In many of the years of this blog, I have posted today about its being the shortest day of the year. Those of us who love daylight, as my dad did and I do, are delighted that now the days will start getting longer. This is doubtless an ancient human emotion, and long before people knew enough astronomy to know why the days change length as they do in an annual cycle, there were celebrations of this day for what it meant.

In many of my past posts, I have quoted (with permission from the author) a poem about this day that I like very much.  That it resonates with me may not mean it does the same for you, but give it a read and see if you too enjoy it. 

The author is Susan Cooper, author of a wonderful young-adult book called Over Sea, Under Stone, and later a fine five-book quest fantasy series, The Dark is Rising. In the 1970s, she became associated with the holiday celebrations called Revels, and wrote this poem as their closing piece for the each year’s event. (That’s whee I first heard it.) You can find it all over the web, often with changed punctuation and even substituted words! Imagine the gall!

As it happens, during the time I was a grad student in metallurgy at M.I.T., she was married to a faculty member in the department whom I knew, Prof. Nick Grant. Sometimes it does feel like a small world. I can remember attending some departmental social events where faculty and wives were present, but I don’t know whether any of them included Ms.

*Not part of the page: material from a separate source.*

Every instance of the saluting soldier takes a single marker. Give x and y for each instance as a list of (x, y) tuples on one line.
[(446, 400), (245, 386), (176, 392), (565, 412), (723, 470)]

Cooper.

She sent me a copy of the poem as she wrote it, so that it could be presented correctly. (If you’d like to know more about her, please visit her web site: http://www.thelostland.com/ .) She also mentioned that she was happy to give permission for use in this blog, as she is descended from three generations of English railwaymen!

THE SHORTEST DAY

By Susan Cooper

So the shortest day came, and the year died,
And everywhere down the centuries of the snow-white world
Came people singing, dancing,
To drive the dark away.
They lighted candles in the winter trees;
They hung their homes with evergreen,
They burned beseeching fires all night long
To keep the year alive.
And when the new year's sunshine blazed awake
They shouted, revelling.
Through all the frosty ages you can hear them
Echoing, behind us -- listen!
All the long echoes sing the same delight
This shortest day
As promise wakens in the sleeping land.
They carol, feast, give thanks,
And dearly love their friends, and hope for peace.
And so do we, here, now,
This year, and every year.
Welcome Yule!

 A far more eloquent presentation of our traditions than I could ever have written. I hope you enjoy it as much as I do.